Pediatric patients with systemic lupus erythematosus (SLE) may have a higher prevalence of detectable dormant BK virus (BKV) than the general population.

These are the findings from the study, “BK viruria and viremia in children with systemic lupus erythematosus,” recently published in the journal Pediatric Rheumatology.

BKV infections most often happen during early childhood, usually without any detectable symptoms. After infection, the virus goes into a dormant state, known as latent infection, in the genitourinary tract and can be reactivated if the patient is receiving immunosuppressive drugs or has a compromised immune system, like that associated with a diagnosis of SLE.

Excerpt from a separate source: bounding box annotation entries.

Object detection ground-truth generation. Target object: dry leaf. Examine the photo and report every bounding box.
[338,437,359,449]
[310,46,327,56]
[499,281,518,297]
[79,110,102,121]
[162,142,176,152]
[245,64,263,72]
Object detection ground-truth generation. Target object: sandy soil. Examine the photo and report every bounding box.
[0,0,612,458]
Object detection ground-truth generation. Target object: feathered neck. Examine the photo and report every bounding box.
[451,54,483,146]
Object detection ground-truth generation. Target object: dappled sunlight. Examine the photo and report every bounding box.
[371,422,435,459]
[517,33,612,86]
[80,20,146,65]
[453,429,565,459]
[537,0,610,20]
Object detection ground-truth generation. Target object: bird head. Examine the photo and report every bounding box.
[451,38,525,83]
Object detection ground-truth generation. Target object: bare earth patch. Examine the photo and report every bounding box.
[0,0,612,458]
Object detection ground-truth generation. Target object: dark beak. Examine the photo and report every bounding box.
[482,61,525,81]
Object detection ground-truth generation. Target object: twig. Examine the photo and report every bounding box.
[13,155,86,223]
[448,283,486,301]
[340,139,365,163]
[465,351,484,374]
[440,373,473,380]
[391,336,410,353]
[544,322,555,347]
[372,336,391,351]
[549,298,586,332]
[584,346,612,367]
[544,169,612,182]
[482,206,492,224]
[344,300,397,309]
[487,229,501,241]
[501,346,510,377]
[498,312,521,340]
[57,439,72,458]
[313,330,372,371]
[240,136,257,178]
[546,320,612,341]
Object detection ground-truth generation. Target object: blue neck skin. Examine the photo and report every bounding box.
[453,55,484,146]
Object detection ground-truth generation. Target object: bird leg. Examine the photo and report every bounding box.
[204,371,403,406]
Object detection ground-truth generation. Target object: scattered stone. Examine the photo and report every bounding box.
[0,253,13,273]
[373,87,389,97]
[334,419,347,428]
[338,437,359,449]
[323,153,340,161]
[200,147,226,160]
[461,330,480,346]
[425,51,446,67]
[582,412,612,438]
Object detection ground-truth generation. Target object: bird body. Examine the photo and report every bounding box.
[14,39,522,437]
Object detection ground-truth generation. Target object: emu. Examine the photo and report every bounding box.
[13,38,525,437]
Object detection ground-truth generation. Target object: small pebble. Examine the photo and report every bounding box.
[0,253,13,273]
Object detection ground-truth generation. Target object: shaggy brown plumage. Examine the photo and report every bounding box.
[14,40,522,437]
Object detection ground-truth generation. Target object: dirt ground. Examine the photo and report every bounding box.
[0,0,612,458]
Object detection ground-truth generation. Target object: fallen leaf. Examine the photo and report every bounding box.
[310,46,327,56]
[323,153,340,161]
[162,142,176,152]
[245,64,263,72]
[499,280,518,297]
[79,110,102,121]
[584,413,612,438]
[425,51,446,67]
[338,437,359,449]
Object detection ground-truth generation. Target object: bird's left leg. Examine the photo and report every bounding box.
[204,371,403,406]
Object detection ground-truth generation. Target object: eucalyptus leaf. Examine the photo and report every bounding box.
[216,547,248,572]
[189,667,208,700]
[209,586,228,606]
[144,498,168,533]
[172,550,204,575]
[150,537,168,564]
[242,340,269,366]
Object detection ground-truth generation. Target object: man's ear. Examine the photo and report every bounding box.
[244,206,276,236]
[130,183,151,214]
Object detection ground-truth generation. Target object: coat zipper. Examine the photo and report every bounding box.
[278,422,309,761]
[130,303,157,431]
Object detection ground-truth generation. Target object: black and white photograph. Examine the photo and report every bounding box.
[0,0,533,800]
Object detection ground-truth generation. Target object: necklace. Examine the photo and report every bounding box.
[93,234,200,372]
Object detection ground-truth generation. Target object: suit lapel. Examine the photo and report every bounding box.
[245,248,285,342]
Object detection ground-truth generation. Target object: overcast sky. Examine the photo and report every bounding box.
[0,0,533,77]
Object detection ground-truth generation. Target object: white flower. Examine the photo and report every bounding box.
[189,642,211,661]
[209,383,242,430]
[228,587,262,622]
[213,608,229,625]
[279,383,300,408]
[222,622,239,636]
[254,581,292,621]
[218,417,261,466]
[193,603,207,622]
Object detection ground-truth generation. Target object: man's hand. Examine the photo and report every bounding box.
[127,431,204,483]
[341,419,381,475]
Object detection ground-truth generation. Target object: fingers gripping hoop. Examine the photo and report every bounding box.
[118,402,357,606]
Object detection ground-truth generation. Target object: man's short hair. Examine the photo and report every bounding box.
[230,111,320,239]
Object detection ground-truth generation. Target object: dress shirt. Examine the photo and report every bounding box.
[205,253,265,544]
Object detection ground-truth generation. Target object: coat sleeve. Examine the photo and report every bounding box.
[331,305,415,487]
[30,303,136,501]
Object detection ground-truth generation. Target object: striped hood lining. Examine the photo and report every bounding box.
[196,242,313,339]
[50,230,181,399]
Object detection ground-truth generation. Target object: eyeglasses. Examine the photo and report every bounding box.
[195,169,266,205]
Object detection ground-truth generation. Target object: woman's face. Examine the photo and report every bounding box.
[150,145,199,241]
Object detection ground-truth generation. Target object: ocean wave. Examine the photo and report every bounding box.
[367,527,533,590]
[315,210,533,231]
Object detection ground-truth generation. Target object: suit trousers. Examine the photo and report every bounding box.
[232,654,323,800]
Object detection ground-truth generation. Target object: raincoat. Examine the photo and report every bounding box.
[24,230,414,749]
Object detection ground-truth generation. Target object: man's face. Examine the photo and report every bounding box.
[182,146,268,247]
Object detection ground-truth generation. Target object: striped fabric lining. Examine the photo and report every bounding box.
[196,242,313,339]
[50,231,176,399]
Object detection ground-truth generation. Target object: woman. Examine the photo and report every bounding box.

It is this dormant state with the threat of reactivation that researchers from the University of Florida Health wanted to explore in an effort to understand if SLE pediatric patients, with their already compromised immune system, could be at a higher risk of BKV reactivation, and the complications it may cause, namely severe renal dysfunction brought on by ureteric stenosis and hemorrhagic cystitis.

This is the first study to look at the prevalence of BK viruria or viremia in children with SLE. To accomplish the research aims, the investigators enrolled 32 pediatric SLE patients and took urine and blood samples from each patient at three-month time intervals up to one year after enrollment. The data analyzed included BKV detected in samples, clinical characteristics and medication history.

The results showed that during the enrollment period, 3.1% (one out of 32) of the study patients had BKV in their urine, known clinically as viruria; and 6.2% (two out of 32) of the study patients had BKV in their blood, known clinically as viremia. Throughout the study timeline these numbers changed so that by the end, three patients had viruria, five had viremia, and four had both viruria and viremia.  

Of the 12 patients with BKV reactivation, only one was positive for the minimal detectable amounts of blood in the urine, known as  microscopic hematuria. All others showed no observable symptoms.

The investigators observed no significant clinical difference between the study patients who did and did not have BKV reactivation regarding medication history and clinical characteristics.

“The current era of immunosuppression has begun to utilize more biologics, and children who have SLE are exposed to such agents at a younger age,” the researchers wrote. “Our study suggests that pediatric patients with SLE have BK viremia and/or viruria at a higher rate than the general healthy population, although the significance of the reactivation and viral level is unclear. The influence of immune-modulatory drugs on BKV reactivation is still uncertain.”

The researchers noted that due to the sample size of their study population, a larger study with a potential for a greater generalizability of the results is needed to thoroughly investigate the “interplay amongst BK virus, immunosuppression and dysregulated immune system”  in the SLE pediatric population.

Such a study may lead to better guidelines on the proper diagnosis and treatment of BKV in these patients.